Aplicativos que pouco ou nada preservam a sua privacidade e a dos seus filhos, fazem parte da cultura chinesa, e como já destacamos em um outro artigo, não são poucos os relatórios e auditorias que indicam esse desprezo por sua privacidade, ou vamos imaginar que é mera coincidência que isso ocorra com a maioria dos aplicativos chineses? Evidentemente que o que assistimos é um padrão cultural que precisamos nos proteger, sob pena de entrarmos em um caminho sem volta.
A guerra pela defesa da sua privacidade e intimidade, mais do que uma defesa corporativa e de direitos humanos, precisa ser uma bandeira estratégica defendida pelos Estados que se preocupam com a sua autonomia e soberania. Não é uma perspectiva apenas, mas uma dura realidade que avança veloz e silenciosamente, uma expansão silenciosa e mortal para os valores democráticos defendidos pelo ocidente.
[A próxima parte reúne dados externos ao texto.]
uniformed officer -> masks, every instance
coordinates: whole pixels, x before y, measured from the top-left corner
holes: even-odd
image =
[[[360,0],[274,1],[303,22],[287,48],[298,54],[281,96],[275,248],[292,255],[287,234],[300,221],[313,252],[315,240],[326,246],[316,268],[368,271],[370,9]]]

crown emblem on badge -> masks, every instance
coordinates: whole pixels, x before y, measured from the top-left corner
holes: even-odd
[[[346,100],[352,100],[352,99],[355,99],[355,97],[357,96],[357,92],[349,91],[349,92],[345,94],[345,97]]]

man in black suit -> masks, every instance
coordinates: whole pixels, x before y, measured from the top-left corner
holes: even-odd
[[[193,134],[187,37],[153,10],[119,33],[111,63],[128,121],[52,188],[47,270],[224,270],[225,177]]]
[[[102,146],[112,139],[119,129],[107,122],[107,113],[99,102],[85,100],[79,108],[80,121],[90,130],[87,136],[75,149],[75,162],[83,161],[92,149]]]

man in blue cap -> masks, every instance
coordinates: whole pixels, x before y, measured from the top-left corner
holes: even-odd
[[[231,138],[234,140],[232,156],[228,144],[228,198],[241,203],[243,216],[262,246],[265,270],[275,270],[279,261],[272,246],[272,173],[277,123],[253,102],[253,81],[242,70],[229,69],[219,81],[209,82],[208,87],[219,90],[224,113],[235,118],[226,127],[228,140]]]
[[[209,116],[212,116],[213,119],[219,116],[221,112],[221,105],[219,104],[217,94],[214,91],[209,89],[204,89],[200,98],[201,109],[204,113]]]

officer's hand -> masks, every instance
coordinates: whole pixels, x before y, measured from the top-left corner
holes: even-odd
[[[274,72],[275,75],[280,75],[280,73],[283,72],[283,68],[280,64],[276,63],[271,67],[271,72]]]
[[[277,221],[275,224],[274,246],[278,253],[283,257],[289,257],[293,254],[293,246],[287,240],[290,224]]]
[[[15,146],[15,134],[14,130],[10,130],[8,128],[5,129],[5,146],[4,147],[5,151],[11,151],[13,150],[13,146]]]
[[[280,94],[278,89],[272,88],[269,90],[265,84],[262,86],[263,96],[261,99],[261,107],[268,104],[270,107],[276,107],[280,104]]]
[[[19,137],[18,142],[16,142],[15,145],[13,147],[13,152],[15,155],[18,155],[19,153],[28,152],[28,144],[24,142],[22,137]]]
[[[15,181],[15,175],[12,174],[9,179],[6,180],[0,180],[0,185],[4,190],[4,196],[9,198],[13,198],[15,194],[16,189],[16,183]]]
Parece ser uma troca de bastão, onde estamos saindo de uma rede fundamentalmente caracterizada por um domínio dos EUA derivado, entre outras coisas, da origem norte-americana da Internet, para uma em que a China assume um peso específico cada vez mais importante e que pretende usar para tornar sua filosofia e valores mais aceitáveis no resto do mundo. A mudança na filosofia e nos valores é muito importante, e certamente será notada de muitas maneiras. Em breve vamos ver que a reação da Índia não é pontual. A Índia pode ser apenas uma reação pontual, mas não acho que seja a última.
Ao lado da China, a vizinha Índia percebe o apetite do “parceiro” estratégico, gentil nos seus primeiros gestos e mortal quando se instala e logo com 1,4 bilhões de habitantes, os indianos sabem que podem ter seu papel como protagonistas e não apenas como coadjuvantes.
Com um mercado desse tamanho e crescendo a índices semelhantes a China, a Índia caminha a passos largos para ser o novo protagonista, encerrando 2020 como a 5ª maior economia do mundo, no mesmo ano em que o Brasil que já foi a sétima em 2011 deve encerrar em 13ª colocação.
China e Índia juntas encerram 2021 com quase 50% da população do mundo, e ninguém tem mais consumidores para mudar de faixa de consumo maior que o deles. Enquanto isso, aqui comemoramos o fato das empregadas e agora seus patrões não poderem ir mais a Disneylândia, e daí?